# DISPATCHES data packages
## Introduction
### What is it?
A simple way to distribute and refer to data files that cannot be included directly in the DISPATCHES repository.
### Goals
- Provide a reliable way to access the location of data files from DISPATCHES client code, regardless of the specifics of how DISPATCHES is installed (editable vs non-editable installation, local development vs CI, etc)
- Leverage as much as possible the built-in Python package distribution infrastructure to distribute collections of related non-code-files of small to moderate size (< 100 MB compressed)
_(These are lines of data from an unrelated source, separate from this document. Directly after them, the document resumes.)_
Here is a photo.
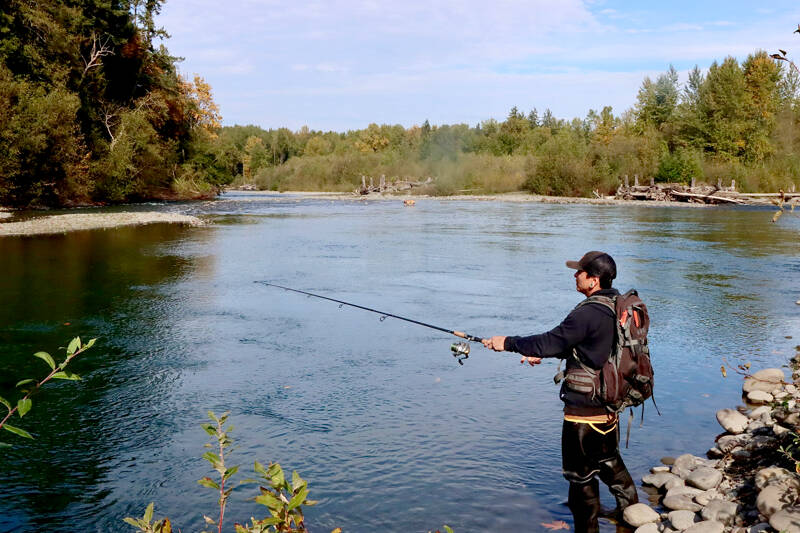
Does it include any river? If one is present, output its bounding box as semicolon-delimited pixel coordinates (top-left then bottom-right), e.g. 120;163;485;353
0;193;800;533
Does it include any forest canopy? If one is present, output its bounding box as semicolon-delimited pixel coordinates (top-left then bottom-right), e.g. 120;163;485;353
0;0;800;206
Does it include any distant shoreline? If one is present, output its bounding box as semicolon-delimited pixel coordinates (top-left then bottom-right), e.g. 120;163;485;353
0;209;204;237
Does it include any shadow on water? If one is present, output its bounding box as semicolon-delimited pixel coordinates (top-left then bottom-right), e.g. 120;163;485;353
0;225;213;531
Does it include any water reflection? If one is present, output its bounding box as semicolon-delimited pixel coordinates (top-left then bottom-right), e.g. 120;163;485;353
0;201;800;532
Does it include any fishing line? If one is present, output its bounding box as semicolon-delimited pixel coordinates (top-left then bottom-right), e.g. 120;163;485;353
256;281;483;365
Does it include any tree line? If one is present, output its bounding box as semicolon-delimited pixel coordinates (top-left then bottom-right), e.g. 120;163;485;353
0;0;800;206
0;0;225;206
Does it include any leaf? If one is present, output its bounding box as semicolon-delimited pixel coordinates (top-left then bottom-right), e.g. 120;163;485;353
256;493;283;510
33;352;56;370
67;337;81;355
17;398;33;418
201;452;219;466
542;520;569;531
53;370;81;381
143;500;155;524
197;477;219;490
3;424;33;439
222;465;239;481
288;489;308;511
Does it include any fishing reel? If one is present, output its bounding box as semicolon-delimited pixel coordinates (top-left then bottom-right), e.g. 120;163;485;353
450;342;469;365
- Allow using multiple repositories/package distributions to be used in a seamless way, so that the size limits only apply to each data package independently
### Non-goals
- Manage the packaged data in any way beyond the file-system level
- i.e. the data package infrastructure only provide paths, which the client code uses to load the data in memory according to its specific needs
- Manage and/or expose metadata beyond the name of the package and the Python package distribution used to installed it
- Automatically enforce data distribution compliance requirements (LICENSE, COPYRIGHT, etc)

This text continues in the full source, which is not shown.